SA’s Gas Plan is Bad News for Climate Response

The government has also embarked on a number of steps to force South Africa into a gas-dependent energy sector.  There are plans for infrastructure and there are plans for domestic gas exploration and extraction.  And on top of this, there is also new legislation on the cards to further force gas down South Africa’s throats. In 2001, the gas amendment bill was tabled for parliament to approve.  The Green Connection made written submissions and will make a public presentation in November 2021 this will depend on the parliament programme. In 2020, the Department of Mineral Resources and Energy (DMRE) with NERSA’s concurrence published a Section 34 determination to procure new electricity generation capacity to meet short-term emergency needs. 
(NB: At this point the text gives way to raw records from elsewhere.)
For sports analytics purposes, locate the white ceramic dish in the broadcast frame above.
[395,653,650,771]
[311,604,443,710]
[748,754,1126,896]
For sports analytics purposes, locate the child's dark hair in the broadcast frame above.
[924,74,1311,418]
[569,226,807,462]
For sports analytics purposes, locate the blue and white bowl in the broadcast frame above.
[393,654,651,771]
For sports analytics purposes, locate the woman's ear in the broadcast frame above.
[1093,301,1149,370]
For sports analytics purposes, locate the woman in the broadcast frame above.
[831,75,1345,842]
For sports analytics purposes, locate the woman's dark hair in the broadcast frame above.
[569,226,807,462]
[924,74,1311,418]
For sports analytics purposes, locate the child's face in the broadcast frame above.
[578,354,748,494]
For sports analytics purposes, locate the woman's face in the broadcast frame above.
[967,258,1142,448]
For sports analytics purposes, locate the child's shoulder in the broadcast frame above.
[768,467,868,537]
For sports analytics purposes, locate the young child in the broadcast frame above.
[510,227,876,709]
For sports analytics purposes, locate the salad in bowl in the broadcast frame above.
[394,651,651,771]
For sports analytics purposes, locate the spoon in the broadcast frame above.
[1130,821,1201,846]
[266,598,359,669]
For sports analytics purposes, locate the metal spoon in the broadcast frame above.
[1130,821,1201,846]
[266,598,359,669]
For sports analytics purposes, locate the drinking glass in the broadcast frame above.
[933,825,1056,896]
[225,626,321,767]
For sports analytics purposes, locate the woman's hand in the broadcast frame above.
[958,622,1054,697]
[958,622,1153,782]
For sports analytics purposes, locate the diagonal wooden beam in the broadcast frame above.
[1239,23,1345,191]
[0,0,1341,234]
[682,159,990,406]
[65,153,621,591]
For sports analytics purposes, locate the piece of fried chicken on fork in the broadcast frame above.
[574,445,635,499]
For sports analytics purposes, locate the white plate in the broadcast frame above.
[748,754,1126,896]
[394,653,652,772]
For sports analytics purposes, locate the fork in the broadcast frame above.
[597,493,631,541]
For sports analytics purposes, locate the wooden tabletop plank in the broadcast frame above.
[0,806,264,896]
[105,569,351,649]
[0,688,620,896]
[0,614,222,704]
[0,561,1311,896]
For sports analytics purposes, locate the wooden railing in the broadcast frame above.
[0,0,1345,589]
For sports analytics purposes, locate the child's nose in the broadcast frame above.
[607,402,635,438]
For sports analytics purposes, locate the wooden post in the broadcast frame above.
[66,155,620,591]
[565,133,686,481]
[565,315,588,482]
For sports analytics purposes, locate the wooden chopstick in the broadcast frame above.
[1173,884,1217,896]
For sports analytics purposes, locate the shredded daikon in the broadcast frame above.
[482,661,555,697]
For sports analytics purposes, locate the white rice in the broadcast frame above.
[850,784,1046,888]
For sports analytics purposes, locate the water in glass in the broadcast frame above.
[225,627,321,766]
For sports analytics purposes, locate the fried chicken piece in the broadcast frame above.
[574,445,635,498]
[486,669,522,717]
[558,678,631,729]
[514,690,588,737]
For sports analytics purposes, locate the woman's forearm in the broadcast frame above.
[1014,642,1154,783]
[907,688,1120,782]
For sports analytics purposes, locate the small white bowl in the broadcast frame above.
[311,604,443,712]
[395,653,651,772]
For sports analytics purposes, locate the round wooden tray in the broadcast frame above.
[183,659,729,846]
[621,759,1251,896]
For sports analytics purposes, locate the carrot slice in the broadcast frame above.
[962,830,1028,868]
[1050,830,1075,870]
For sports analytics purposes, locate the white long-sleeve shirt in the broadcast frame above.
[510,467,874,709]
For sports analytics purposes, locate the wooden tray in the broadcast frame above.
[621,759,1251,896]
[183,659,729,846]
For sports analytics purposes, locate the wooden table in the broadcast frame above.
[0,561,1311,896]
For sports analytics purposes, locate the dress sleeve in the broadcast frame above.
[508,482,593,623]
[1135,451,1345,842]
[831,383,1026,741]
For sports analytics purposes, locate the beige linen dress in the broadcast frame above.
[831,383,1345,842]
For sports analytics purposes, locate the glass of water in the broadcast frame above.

The request for proposals (RFP) was issued in August 2020, and the closing date was set for October. At the last minute, the closing date was extended.


On 18 March 2021, Minister Mantashe announced the approval of these emergency power bids, and controversially, 1200MW of the 2000MW award went to karpowerships.

The Green Connection has expressed alarm at the manner in which the Risk Mitigation Independent Power Producer Procurement Programme (RMIPPP) was carried out.  In the weeks that followed, energy experts in the country expressed concern that these expensive karpowerships were not in South Africa’s best interests.  These issues relate to the price of electricity tied to dollar/rand exchange and international price. The climate issue of mooring ships for 20 years.


When it comes to procedure, a number of dots appear to show that this deal is not above board and one of the losing bidders has challenged the Department of Mineral Resources and Energy accusing them of corruption.


The karpowerships were initially granted an exemption under the EIA regulations in December 2020 but the Minister of Forestry, Fisheries and the Environment intervened and reversed that exception, forcing the karpowerships to undertake an EIA.